The Beiyuanmen Muslim market is an impressive expanse of 500 meters of succulent snacks and souvenirs. The street, located in the muslim district, has a long history as one of the main starting points of the Silk Road. Here Arab and Persian merchants settled and married local girls. Their descendants, the Hui people, still sell their wares along this street. But the best investment by far is the hot and fried treats sold on the street by Hui vendors. Stroll down the long promenade and try local favorites like lamb skewers, gravy dumplings and mutton-soaked flat bread.

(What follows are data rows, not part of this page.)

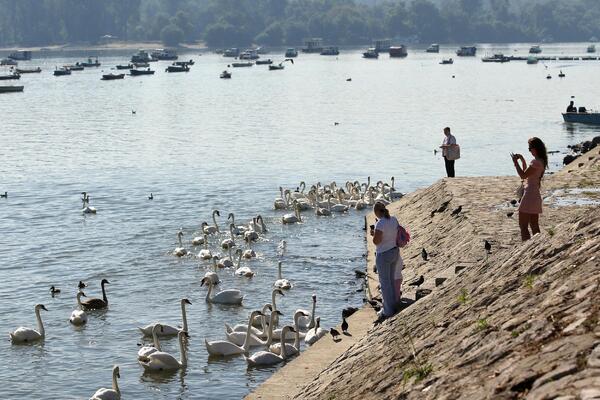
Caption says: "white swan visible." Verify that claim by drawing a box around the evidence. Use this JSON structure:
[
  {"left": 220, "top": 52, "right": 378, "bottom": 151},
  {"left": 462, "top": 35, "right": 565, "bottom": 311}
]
[
  {"left": 296, "top": 294, "right": 317, "bottom": 330},
  {"left": 138, "top": 324, "right": 162, "bottom": 361},
  {"left": 90, "top": 365, "right": 121, "bottom": 400},
  {"left": 173, "top": 231, "right": 187, "bottom": 257},
  {"left": 273, "top": 261, "right": 292, "bottom": 289},
  {"left": 138, "top": 299, "right": 192, "bottom": 337},
  {"left": 140, "top": 331, "right": 187, "bottom": 372},
  {"left": 304, "top": 317, "right": 329, "bottom": 345},
  {"left": 10, "top": 304, "right": 48, "bottom": 344},
  {"left": 69, "top": 291, "right": 87, "bottom": 326},
  {"left": 235, "top": 249, "right": 254, "bottom": 278},
  {"left": 201, "top": 278, "right": 244, "bottom": 305},
  {"left": 246, "top": 325, "right": 294, "bottom": 367},
  {"left": 269, "top": 311, "right": 308, "bottom": 355},
  {"left": 204, "top": 310, "right": 262, "bottom": 356}
]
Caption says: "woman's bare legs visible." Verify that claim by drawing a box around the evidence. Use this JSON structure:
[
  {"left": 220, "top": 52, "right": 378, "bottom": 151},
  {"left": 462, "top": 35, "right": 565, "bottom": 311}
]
[{"left": 519, "top": 212, "right": 539, "bottom": 242}]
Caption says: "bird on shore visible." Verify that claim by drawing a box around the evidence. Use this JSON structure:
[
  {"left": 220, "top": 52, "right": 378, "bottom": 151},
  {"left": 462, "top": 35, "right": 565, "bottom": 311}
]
[
  {"left": 483, "top": 240, "right": 492, "bottom": 254},
  {"left": 450, "top": 206, "right": 462, "bottom": 217},
  {"left": 329, "top": 328, "right": 341, "bottom": 342},
  {"left": 408, "top": 275, "right": 425, "bottom": 287}
]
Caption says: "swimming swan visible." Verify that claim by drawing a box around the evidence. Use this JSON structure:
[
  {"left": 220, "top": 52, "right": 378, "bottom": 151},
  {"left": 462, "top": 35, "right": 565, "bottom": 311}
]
[
  {"left": 140, "top": 331, "right": 187, "bottom": 372},
  {"left": 204, "top": 310, "right": 262, "bottom": 356},
  {"left": 138, "top": 299, "right": 192, "bottom": 337},
  {"left": 201, "top": 278, "right": 244, "bottom": 305},
  {"left": 90, "top": 365, "right": 121, "bottom": 400},
  {"left": 10, "top": 304, "right": 48, "bottom": 344},
  {"left": 81, "top": 279, "right": 110, "bottom": 310}
]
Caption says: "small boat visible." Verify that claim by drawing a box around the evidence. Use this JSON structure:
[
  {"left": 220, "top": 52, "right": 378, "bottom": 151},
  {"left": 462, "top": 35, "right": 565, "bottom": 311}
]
[
  {"left": 17, "top": 67, "right": 42, "bottom": 74},
  {"left": 285, "top": 47, "right": 298, "bottom": 58},
  {"left": 562, "top": 112, "right": 600, "bottom": 125},
  {"left": 129, "top": 68, "right": 154, "bottom": 76},
  {"left": 75, "top": 57, "right": 101, "bottom": 67},
  {"left": 231, "top": 61, "right": 254, "bottom": 68},
  {"left": 425, "top": 43, "right": 440, "bottom": 53},
  {"left": 529, "top": 44, "right": 542, "bottom": 54},
  {"left": 363, "top": 47, "right": 379, "bottom": 58},
  {"left": 0, "top": 86, "right": 24, "bottom": 93},
  {"left": 165, "top": 65, "right": 190, "bottom": 72},
  {"left": 102, "top": 73, "right": 125, "bottom": 81},
  {"left": 0, "top": 72, "right": 21, "bottom": 81},
  {"left": 54, "top": 67, "right": 71, "bottom": 76},
  {"left": 256, "top": 58, "right": 273, "bottom": 65},
  {"left": 321, "top": 46, "right": 340, "bottom": 56}
]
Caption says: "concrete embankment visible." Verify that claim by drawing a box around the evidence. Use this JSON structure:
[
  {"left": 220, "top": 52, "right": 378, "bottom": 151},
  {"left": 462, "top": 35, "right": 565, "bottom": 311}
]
[{"left": 249, "top": 148, "right": 600, "bottom": 400}]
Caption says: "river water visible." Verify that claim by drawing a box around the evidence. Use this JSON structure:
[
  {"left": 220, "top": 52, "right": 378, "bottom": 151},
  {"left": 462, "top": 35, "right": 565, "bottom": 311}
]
[{"left": 0, "top": 44, "right": 600, "bottom": 399}]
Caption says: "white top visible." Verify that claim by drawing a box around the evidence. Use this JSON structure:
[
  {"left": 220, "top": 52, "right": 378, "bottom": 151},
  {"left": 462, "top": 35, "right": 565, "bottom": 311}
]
[
  {"left": 442, "top": 134, "right": 456, "bottom": 157},
  {"left": 375, "top": 217, "right": 398, "bottom": 253}
]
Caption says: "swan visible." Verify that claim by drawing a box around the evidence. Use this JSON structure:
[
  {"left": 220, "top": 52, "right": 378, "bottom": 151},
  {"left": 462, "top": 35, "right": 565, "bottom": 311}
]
[
  {"left": 140, "top": 331, "right": 187, "bottom": 372},
  {"left": 204, "top": 310, "right": 263, "bottom": 356},
  {"left": 304, "top": 317, "right": 329, "bottom": 345},
  {"left": 138, "top": 324, "right": 162, "bottom": 361},
  {"left": 198, "top": 233, "right": 213, "bottom": 260},
  {"left": 281, "top": 200, "right": 302, "bottom": 224},
  {"left": 10, "top": 304, "right": 48, "bottom": 344},
  {"left": 235, "top": 249, "right": 254, "bottom": 278},
  {"left": 69, "top": 291, "right": 87, "bottom": 326},
  {"left": 246, "top": 325, "right": 294, "bottom": 367},
  {"left": 269, "top": 311, "right": 308, "bottom": 355},
  {"left": 81, "top": 279, "right": 110, "bottom": 310},
  {"left": 296, "top": 294, "right": 317, "bottom": 329},
  {"left": 138, "top": 299, "right": 192, "bottom": 337},
  {"left": 201, "top": 278, "right": 244, "bottom": 305},
  {"left": 173, "top": 231, "right": 187, "bottom": 257},
  {"left": 273, "top": 261, "right": 292, "bottom": 289},
  {"left": 90, "top": 365, "right": 121, "bottom": 400},
  {"left": 204, "top": 257, "right": 221, "bottom": 285},
  {"left": 221, "top": 224, "right": 235, "bottom": 250}
]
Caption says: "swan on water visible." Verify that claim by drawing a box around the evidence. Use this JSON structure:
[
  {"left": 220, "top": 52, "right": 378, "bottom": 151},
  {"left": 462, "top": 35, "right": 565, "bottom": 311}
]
[
  {"left": 201, "top": 278, "right": 244, "bottom": 305},
  {"left": 10, "top": 304, "right": 48, "bottom": 344},
  {"left": 173, "top": 230, "right": 187, "bottom": 257},
  {"left": 138, "top": 324, "right": 162, "bottom": 361},
  {"left": 269, "top": 311, "right": 308, "bottom": 355},
  {"left": 246, "top": 325, "right": 295, "bottom": 367},
  {"left": 304, "top": 317, "right": 329, "bottom": 345},
  {"left": 273, "top": 261, "right": 292, "bottom": 289},
  {"left": 69, "top": 291, "right": 87, "bottom": 326},
  {"left": 138, "top": 299, "right": 192, "bottom": 337},
  {"left": 90, "top": 365, "right": 121, "bottom": 400},
  {"left": 204, "top": 310, "right": 262, "bottom": 356},
  {"left": 81, "top": 279, "right": 110, "bottom": 310},
  {"left": 140, "top": 331, "right": 187, "bottom": 372}
]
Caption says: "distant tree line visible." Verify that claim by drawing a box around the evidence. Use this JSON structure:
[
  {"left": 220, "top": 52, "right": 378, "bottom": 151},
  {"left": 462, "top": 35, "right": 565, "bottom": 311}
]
[{"left": 0, "top": 0, "right": 600, "bottom": 47}]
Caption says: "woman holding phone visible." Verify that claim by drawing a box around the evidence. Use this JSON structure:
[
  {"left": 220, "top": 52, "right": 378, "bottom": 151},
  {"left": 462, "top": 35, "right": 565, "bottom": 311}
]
[
  {"left": 511, "top": 137, "right": 548, "bottom": 241},
  {"left": 371, "top": 201, "right": 400, "bottom": 324}
]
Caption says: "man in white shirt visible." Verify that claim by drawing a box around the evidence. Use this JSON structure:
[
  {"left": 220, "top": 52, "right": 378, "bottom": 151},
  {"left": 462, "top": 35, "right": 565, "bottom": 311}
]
[{"left": 440, "top": 127, "right": 456, "bottom": 178}]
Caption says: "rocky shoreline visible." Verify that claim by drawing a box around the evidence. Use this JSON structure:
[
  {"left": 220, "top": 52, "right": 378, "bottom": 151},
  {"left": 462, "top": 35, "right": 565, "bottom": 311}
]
[{"left": 248, "top": 148, "right": 600, "bottom": 400}]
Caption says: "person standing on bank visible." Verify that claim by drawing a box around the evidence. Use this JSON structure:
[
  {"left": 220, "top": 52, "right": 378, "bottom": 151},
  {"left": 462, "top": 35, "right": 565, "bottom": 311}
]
[
  {"left": 371, "top": 201, "right": 400, "bottom": 323},
  {"left": 440, "top": 127, "right": 460, "bottom": 178},
  {"left": 511, "top": 137, "right": 548, "bottom": 241}
]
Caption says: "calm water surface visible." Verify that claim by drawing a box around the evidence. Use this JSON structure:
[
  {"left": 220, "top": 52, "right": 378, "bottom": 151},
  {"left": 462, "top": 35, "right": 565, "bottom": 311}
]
[{"left": 0, "top": 44, "right": 600, "bottom": 399}]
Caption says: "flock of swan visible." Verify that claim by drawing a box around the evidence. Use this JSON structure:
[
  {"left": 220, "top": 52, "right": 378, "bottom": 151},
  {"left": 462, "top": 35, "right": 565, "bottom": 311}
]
[{"left": 10, "top": 177, "right": 402, "bottom": 400}]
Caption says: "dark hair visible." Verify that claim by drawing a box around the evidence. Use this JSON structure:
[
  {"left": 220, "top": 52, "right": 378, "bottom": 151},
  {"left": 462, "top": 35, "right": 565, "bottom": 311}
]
[{"left": 373, "top": 201, "right": 390, "bottom": 219}]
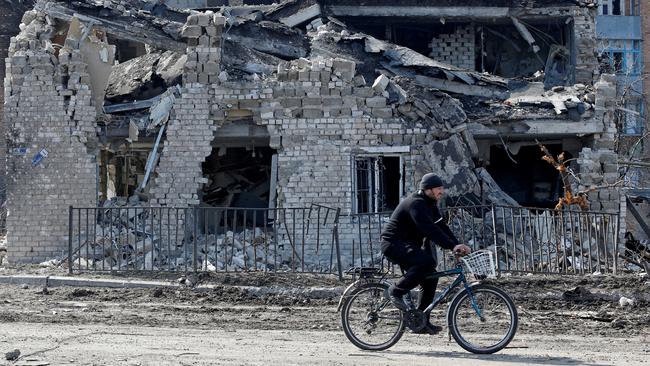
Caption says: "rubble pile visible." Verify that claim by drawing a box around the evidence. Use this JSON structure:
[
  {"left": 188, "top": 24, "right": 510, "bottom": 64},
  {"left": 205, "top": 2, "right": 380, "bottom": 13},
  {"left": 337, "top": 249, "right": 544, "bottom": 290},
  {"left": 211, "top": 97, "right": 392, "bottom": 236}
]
[
  {"left": 181, "top": 11, "right": 226, "bottom": 84},
  {"left": 69, "top": 196, "right": 331, "bottom": 272},
  {"left": 1, "top": 0, "right": 618, "bottom": 270}
]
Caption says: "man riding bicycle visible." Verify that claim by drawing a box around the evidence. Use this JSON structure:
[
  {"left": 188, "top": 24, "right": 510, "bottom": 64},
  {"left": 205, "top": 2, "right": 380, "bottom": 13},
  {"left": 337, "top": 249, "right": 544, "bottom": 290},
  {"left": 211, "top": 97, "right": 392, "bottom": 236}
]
[{"left": 381, "top": 173, "right": 471, "bottom": 334}]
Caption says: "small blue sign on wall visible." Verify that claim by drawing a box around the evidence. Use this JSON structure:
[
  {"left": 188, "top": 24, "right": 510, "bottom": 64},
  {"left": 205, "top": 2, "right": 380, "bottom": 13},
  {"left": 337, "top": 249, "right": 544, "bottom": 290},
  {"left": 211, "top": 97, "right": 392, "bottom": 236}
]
[
  {"left": 32, "top": 148, "right": 48, "bottom": 166},
  {"left": 11, "top": 147, "right": 27, "bottom": 156}
]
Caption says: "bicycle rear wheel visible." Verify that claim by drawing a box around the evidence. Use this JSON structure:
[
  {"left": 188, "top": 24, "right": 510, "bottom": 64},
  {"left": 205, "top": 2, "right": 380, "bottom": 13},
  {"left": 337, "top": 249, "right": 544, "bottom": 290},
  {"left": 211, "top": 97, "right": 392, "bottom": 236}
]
[
  {"left": 341, "top": 282, "right": 405, "bottom": 351},
  {"left": 447, "top": 284, "right": 518, "bottom": 354}
]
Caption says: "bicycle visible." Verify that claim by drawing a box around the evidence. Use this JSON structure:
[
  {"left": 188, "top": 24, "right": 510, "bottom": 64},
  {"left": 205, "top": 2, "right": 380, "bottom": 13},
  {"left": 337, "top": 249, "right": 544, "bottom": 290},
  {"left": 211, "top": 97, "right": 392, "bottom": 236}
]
[{"left": 337, "top": 250, "right": 518, "bottom": 354}]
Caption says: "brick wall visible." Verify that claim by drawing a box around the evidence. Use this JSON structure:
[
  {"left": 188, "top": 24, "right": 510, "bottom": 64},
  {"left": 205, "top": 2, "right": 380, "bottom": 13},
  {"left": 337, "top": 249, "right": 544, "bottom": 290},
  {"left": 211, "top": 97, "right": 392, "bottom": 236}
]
[
  {"left": 429, "top": 25, "right": 476, "bottom": 70},
  {"left": 0, "top": 2, "right": 23, "bottom": 199},
  {"left": 573, "top": 8, "right": 598, "bottom": 84},
  {"left": 5, "top": 14, "right": 96, "bottom": 263}
]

– The Song of Unending Sorrow

If you’re lucky enough to be in Xi’an from April to October, be sure to catch a performance of the Song of Everlasting Sorrow. You can buy tickets at the Xi’an railway station and ride a free shuttle bus from there to Mt. Lishan. The historical drama is performed twice in the evening at Huaqing Hot Springs, just below the mountain. Marvel as the performers erupt in an impressive presentation of song, dance, music, lights and and costume, all set against the background of freshwater ponds, willow trees and pavilions. The poem tells the tragic love story between T’ang Emperor Xuanzong (c.e. 685-782) and his beloved concubine Yang Yuhuan (which, like most such stories, ends horribly for our protagonists).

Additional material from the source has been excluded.